Adrienne Cervone, PharmD: I would say to talk to somebody who’s doing it, even a phone call. We have a lot of students who come through and I instantly bring them back with me. You know when the patient comes in, “Hey, this is my student. Do you mind if he comes back to watch, because he’s going to be a pharmacist someday and I don’t want him going in cold like I did.” So, it’s just simply asking the questions that make it scary. And when you hear those answers from somebody who’s doing it and who has kind of seen everything—all of the good, the bad, and the ugly—it’s really reassuring knowing that it can be done. And I’ve had a lot of people say, “Well, we’re too small to do anything like that.” And I just tell them, “I’ve got 1000 square feet in my pharmacy and I made it happen. So, that’s not a good excuse. Give me more.”
Troy Trygstad, PharmD, MBA, PhD: So, if you’re at 100%, you must be really good. What’s the most interesting follow-up story for a patient who didn’t show up for their appointment? What did you go about doing?
Adrienne Cervone, PharmD: We sent a cab. We did.
Troy Trygstad, PharmD, MBA, PhD: You sent a cab, for your protection.

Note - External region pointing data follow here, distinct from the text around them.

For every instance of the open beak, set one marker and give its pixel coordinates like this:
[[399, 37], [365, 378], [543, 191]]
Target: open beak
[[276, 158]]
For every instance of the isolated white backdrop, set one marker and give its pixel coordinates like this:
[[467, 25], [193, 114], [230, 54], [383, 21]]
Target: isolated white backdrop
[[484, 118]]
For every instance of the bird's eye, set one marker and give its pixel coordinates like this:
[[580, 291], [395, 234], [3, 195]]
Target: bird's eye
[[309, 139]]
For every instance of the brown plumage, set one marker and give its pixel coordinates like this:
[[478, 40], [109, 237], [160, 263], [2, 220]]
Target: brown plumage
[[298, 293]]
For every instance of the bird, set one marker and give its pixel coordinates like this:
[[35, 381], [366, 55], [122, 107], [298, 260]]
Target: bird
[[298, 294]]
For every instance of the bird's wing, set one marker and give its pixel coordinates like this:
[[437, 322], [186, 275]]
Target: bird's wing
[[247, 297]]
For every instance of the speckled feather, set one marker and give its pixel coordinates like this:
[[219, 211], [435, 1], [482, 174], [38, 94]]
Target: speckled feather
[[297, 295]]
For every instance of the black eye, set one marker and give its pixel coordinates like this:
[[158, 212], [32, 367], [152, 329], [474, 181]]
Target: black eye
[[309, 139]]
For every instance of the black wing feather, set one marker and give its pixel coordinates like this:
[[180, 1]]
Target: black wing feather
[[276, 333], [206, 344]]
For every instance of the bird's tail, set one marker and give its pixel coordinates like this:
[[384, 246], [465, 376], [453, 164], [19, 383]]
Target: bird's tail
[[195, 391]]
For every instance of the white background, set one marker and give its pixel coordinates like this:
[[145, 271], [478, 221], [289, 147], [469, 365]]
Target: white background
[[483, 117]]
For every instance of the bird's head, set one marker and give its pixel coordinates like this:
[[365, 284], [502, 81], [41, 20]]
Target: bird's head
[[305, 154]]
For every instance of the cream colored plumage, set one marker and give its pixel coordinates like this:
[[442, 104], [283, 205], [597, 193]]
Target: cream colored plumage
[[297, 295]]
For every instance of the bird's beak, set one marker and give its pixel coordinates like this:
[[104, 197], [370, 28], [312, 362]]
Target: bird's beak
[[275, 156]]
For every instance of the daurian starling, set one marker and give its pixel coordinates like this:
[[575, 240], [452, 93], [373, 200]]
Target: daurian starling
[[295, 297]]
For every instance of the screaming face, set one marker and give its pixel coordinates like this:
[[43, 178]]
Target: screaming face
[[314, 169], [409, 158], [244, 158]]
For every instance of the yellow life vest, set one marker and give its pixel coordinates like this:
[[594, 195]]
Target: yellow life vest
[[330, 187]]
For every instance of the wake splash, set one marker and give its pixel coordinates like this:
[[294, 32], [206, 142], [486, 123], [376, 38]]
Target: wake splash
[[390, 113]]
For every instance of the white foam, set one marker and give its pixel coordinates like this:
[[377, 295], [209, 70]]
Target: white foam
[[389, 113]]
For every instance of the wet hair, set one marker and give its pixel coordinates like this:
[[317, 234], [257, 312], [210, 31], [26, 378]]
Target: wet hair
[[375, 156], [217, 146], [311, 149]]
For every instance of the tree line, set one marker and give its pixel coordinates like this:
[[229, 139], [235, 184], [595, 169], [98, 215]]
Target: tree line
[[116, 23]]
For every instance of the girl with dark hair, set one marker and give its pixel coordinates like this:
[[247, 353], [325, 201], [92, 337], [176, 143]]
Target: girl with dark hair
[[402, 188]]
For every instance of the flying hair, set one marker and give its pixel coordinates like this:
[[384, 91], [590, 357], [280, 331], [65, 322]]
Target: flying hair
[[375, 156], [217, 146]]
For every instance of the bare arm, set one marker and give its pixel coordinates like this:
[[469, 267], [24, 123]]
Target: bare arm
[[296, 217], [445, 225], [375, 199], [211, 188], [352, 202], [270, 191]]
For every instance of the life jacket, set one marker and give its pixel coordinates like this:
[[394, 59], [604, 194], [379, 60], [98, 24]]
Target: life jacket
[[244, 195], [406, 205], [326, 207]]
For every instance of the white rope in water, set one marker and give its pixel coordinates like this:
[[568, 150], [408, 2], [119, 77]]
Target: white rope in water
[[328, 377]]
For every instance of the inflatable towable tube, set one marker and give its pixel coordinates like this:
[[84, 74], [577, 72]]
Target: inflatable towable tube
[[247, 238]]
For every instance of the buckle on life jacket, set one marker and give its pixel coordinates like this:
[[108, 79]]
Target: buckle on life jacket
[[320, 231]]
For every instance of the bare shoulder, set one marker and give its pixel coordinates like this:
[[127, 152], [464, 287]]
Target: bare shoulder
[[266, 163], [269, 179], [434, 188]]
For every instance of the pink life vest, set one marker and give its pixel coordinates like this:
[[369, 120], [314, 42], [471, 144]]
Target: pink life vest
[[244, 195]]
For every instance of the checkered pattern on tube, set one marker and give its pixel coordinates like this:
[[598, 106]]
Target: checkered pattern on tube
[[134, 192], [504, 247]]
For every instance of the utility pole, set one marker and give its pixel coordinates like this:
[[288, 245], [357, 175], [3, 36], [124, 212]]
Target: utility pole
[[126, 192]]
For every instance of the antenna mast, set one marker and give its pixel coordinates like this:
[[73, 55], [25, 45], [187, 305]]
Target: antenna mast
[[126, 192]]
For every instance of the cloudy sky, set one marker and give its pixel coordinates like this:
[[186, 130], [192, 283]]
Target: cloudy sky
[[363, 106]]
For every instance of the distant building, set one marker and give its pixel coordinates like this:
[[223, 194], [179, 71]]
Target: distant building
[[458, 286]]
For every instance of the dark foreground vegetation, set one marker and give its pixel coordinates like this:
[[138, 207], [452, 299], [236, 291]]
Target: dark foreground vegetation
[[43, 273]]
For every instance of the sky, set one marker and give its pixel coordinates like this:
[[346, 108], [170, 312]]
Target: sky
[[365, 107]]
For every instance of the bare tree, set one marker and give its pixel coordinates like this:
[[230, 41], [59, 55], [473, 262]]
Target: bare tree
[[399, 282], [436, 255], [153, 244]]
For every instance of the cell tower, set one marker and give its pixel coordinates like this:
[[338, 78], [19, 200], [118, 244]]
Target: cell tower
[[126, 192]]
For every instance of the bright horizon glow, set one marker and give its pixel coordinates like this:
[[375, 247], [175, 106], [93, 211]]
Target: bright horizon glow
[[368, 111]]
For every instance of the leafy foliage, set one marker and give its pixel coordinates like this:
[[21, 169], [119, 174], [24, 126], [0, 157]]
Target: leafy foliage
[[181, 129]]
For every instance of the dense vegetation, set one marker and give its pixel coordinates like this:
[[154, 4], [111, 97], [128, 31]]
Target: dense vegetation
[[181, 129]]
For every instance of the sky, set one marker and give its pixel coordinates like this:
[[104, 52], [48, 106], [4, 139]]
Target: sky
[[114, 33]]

Adrienne Cervone, PharmD: We were really worried. We were really worried because he was a couple days out and we were getting to the end, and it was going to be out of his system soon. And so, we were calling and calling and calling, and he finally answered the phone. He said, “I’m having a bad week.” And he said, “My caretaker called off,” or whatever the situation was, she wasn’t able to drive him. And I said, “OK, keep your eye out, we’re going to send a cab.” So, he came, and he has never missed since then. And he knew that we were not going to stop, because we didn’t stop. And it truly is my staff. We implement our follow-up procedures and then we follow it, and we make sure that we do, and that’s such a crucial purpose of this whole thing is that follow-up.